Tracking Tips That Actually Matter
A food scale is far more accurate than measuring cups, especially for calorie-dense foods like nuts, oils, and cheese. A tablespoon of peanut butter can easily be 50% more than the serving size on the label if you’re eyeballing it, and at 9 calories per gram of fat, those errors add up fast.
When reading nutrition labels, pay attention to total carbohydrates versus net carbs. Net carbs equal total carbs minus fiber (and sugar alcohols, if present). Fiber doesn’t significantly affect blood sugar, so some people prefer to track net carbs instead. This distinction matters most if you’re following a lower-carb approach. Regardless of how you track carbs, aim for at least 25 grams of fiber per day if you’re a woman and 38 grams if you’re a man.
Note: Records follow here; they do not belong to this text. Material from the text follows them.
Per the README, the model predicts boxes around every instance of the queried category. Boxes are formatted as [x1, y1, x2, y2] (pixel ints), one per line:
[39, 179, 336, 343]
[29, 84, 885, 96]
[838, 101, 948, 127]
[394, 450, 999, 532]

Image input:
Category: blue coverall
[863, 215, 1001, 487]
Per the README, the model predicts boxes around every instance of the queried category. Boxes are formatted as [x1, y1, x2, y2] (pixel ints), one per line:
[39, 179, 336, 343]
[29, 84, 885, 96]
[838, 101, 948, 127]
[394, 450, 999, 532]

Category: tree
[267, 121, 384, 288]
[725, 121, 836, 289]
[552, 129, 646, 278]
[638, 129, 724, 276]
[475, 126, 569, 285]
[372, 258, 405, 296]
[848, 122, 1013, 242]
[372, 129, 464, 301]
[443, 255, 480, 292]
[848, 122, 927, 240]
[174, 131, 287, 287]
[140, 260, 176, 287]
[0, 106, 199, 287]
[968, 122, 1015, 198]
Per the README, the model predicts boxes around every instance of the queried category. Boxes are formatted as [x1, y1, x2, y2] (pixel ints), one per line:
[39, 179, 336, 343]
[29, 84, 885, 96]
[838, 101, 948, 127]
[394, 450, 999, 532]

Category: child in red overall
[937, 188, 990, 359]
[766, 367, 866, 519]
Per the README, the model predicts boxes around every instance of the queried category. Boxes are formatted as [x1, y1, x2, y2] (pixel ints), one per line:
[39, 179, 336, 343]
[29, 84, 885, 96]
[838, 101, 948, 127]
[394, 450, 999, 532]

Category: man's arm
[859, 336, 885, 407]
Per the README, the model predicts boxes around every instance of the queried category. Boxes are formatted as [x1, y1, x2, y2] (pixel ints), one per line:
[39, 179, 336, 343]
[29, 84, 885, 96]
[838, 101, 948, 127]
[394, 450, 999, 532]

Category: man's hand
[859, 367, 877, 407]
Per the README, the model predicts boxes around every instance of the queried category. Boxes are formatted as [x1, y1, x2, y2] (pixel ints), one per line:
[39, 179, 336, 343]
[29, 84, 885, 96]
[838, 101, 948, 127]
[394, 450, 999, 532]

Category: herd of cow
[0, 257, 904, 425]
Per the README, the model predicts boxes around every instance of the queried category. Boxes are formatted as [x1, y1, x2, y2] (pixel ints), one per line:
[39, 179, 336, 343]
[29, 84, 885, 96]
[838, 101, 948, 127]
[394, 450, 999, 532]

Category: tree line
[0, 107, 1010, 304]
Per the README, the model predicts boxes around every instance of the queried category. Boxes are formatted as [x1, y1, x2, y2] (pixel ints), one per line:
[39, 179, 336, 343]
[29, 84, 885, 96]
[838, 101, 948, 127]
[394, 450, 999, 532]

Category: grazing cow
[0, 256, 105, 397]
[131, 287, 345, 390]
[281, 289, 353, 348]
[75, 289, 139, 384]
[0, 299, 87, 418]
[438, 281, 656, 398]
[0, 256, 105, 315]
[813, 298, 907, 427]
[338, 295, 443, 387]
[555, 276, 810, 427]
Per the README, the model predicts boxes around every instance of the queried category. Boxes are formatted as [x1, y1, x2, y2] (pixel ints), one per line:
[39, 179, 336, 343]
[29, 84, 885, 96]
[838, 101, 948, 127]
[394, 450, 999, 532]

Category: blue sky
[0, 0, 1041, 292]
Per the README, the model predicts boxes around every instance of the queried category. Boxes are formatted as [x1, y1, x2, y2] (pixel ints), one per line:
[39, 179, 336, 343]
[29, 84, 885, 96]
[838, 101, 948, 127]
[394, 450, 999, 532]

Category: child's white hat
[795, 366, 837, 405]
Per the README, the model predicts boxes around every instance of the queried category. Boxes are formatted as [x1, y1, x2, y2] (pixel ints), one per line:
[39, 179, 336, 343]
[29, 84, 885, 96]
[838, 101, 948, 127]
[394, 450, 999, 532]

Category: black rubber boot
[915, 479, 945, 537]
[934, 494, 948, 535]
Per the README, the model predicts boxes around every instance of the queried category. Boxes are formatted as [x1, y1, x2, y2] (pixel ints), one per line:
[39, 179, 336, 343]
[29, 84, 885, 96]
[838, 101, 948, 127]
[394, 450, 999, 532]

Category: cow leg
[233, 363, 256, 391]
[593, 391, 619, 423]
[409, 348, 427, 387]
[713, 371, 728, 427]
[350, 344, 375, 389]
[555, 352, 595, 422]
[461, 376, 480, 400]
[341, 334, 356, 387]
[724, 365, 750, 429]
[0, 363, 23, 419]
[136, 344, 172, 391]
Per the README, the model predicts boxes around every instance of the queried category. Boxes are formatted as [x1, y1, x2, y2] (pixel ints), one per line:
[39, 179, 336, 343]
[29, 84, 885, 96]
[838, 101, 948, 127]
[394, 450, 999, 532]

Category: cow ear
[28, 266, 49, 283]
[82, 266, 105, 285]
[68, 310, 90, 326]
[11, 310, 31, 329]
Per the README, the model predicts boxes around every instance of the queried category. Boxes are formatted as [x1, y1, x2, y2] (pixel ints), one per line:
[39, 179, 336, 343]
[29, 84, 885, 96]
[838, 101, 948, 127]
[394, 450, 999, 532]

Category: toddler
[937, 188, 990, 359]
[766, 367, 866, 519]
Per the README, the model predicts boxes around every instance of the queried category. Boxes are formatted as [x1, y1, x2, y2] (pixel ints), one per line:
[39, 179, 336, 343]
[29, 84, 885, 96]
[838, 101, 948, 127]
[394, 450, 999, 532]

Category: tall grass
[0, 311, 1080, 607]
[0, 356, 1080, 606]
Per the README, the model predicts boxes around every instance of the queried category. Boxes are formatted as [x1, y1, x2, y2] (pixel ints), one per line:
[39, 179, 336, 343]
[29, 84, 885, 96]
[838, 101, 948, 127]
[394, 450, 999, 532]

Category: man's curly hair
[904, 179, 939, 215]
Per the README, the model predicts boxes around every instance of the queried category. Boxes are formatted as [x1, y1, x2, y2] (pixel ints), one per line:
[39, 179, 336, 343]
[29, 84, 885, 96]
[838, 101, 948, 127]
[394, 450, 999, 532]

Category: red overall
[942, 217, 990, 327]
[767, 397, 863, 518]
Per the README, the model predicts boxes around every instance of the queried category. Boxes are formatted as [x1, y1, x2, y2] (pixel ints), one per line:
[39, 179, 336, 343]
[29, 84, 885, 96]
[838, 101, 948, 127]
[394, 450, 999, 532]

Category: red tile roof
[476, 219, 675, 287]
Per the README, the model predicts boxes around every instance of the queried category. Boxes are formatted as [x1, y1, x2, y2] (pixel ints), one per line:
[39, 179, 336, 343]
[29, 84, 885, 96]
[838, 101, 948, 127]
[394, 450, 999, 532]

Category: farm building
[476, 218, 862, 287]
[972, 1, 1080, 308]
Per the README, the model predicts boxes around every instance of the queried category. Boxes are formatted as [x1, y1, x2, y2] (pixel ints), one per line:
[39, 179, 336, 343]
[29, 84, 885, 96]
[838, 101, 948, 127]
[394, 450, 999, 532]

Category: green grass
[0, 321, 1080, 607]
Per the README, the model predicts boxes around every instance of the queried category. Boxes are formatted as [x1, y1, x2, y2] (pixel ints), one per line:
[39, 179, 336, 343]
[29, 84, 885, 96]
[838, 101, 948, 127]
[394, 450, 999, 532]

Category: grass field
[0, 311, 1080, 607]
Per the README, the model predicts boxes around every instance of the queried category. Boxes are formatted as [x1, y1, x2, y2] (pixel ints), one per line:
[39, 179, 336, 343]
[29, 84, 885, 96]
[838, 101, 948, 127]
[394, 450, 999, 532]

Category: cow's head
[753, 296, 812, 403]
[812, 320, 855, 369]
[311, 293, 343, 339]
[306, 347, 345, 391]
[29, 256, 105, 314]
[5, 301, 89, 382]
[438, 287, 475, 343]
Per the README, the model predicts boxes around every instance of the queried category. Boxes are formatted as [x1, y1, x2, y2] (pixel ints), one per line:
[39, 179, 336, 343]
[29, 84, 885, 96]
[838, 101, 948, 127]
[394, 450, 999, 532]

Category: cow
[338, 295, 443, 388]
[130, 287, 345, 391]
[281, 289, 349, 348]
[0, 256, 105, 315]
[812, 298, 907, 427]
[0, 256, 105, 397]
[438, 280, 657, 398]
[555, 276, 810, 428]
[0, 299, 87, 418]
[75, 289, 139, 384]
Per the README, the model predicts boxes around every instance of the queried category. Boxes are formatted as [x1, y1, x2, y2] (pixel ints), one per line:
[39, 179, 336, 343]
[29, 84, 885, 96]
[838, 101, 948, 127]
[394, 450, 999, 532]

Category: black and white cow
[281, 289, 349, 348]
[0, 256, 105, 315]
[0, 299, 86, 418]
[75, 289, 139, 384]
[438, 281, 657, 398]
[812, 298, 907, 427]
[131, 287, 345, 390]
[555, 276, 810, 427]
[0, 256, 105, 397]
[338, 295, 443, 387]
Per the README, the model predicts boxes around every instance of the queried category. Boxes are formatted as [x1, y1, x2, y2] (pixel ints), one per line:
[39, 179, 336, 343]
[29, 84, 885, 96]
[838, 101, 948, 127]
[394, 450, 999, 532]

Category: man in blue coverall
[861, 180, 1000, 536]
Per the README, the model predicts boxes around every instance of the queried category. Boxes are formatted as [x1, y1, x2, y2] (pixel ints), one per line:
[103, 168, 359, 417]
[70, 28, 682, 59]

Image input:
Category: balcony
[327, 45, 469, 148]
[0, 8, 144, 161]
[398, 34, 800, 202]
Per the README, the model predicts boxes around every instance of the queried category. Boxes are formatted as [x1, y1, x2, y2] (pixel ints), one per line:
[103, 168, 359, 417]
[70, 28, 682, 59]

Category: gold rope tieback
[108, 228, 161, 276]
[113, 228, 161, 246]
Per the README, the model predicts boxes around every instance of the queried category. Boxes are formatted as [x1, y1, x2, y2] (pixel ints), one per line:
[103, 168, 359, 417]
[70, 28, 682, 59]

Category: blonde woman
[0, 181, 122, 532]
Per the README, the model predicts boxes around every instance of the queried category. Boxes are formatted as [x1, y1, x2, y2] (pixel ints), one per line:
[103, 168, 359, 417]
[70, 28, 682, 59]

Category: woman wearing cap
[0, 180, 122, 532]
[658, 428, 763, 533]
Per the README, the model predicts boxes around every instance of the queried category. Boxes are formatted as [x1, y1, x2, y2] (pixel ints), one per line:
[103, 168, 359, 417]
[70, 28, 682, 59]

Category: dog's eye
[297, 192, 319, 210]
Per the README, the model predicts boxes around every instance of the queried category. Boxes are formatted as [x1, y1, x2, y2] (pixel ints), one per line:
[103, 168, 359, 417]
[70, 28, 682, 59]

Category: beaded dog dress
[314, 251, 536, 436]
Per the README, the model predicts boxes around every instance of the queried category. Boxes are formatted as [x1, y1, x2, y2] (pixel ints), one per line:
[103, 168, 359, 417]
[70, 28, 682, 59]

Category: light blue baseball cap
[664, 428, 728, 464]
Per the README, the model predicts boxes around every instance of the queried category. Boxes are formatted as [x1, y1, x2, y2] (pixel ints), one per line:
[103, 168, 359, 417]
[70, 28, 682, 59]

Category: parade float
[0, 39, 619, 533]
If you drink alcohol, keep in mind that it contains 7 calories per gram, nearly as much as fat. Those calories don’t fit neatly into any macro category. Most tracking apps count alcohol calories against your carb or fat allotment, but the simplest approach is to subtract alcohol calories from your total before calculating your macros for the day.
When to Recalculate
Your macro targets aren’t permanent. Recalculate whenever your weight changes by 10 or more pounds, your activity level shifts significantly, or your progress stalls for more than two to three weeks. As you lose weight, your resting calorie burn decreases because there’s less of you to maintain. A person who started at 200 pounds will need fewer calories at 180, even if their activity level hasn’t changed.
Plateaus don’t always mean you need to eat less. Sometimes increasing carbs slightly around workouts can improve training performance enough to break through a stall. Other times, a brief period of eating at maintenance calories for a week or two can reset hunger hormones and make a continued deficit more sustainable. The numbers you calculated are a starting point. Your body’s actual response over weeks tells you whether to adjust up or down.